Investing.com - Natural gas futures plunged on Thursday, falling to the lowest levels of the session after data showed a surprise buildup in U.S. supplies in storage last week.
U.S. natural gas futures sank 14.0 cents, or around 4.8%, to $2.781 per million British thermal units by 10:40AM ET (1540GMT), after hitting their lowest level since Aug. 7 at $2.768. Futures were at around $2.790 prior to the release of the supply data.
The U.S. Energy Information Administration said in its weekly report that natural gas storage in the U.S. rose by 2 billion cubic feet (bcf) in the week ended Dec. 1, confounding forecasts for a withdrawal of 7 bcf.

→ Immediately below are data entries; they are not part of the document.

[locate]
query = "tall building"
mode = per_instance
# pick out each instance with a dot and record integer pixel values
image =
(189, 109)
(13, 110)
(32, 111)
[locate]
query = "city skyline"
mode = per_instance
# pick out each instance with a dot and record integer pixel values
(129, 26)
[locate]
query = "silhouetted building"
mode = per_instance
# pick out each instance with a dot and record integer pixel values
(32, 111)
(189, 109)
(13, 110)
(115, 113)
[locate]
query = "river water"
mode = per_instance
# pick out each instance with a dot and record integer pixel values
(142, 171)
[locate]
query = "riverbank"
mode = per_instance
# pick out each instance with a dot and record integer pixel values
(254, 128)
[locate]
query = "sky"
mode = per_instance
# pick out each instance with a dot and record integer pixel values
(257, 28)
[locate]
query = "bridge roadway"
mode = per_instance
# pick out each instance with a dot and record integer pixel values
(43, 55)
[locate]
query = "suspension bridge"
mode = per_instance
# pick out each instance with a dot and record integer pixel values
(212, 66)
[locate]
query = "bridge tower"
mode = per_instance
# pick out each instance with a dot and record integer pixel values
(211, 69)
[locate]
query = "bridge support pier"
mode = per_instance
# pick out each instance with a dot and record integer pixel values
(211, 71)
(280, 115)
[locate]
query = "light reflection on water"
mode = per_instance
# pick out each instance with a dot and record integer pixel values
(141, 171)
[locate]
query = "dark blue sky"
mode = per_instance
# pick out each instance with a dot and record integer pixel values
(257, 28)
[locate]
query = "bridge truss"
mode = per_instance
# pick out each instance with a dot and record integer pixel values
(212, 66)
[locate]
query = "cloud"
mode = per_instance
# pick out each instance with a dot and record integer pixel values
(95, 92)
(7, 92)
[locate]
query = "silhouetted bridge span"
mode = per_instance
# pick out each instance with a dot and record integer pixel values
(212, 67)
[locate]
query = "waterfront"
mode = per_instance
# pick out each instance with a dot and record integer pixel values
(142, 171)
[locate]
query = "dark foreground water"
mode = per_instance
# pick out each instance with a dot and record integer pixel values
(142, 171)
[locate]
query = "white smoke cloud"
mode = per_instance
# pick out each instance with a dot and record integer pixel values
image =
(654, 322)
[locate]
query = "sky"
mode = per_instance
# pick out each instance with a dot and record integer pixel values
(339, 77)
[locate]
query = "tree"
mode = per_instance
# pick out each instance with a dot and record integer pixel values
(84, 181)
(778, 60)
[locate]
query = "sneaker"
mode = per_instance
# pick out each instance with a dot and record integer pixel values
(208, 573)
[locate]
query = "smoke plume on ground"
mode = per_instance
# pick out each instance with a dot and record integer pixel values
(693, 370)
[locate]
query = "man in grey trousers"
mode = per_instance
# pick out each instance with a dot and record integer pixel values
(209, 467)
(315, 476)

That compared with a drop of 33 bcf in the preceding week, a fall of 42 bcf a year earlier and a five-year average decline of 69 bcf.
Total natural gas in storage currently stands at 3.695 trillion cubic feet (tcf), according to the U.S. Energy Information Administration. That figure is 264 bcf, or around 6.6%, lower than levels at this time a year ago and 36 bcf, or roughly 1%, below the five-year average for this time of year.
Analysts estimated the amount of gas in storage would end the April-October injection season at 3.8 tcf due primarily to higher liquefied natural gas shipments abroad. That would fall short of the year-earlier record of 4.0 tcf and the five-year average of 3.9 tcf.
Futures notched a minor gain of 0.3% on Wednesday, as market players continued to monitor winter weather forecasts to gauge demand for the fuel.
Natural gas futures have closely tracked weather forecasts in recent weeks, as traders try to gauge the impact of shifting outlooks on early-winter heating demand.
Prices of the fuel typically rise ahead of the winter as colder weather sparks heating demand. The heating season from November through March is the peak demand period for U.S. gas consumption.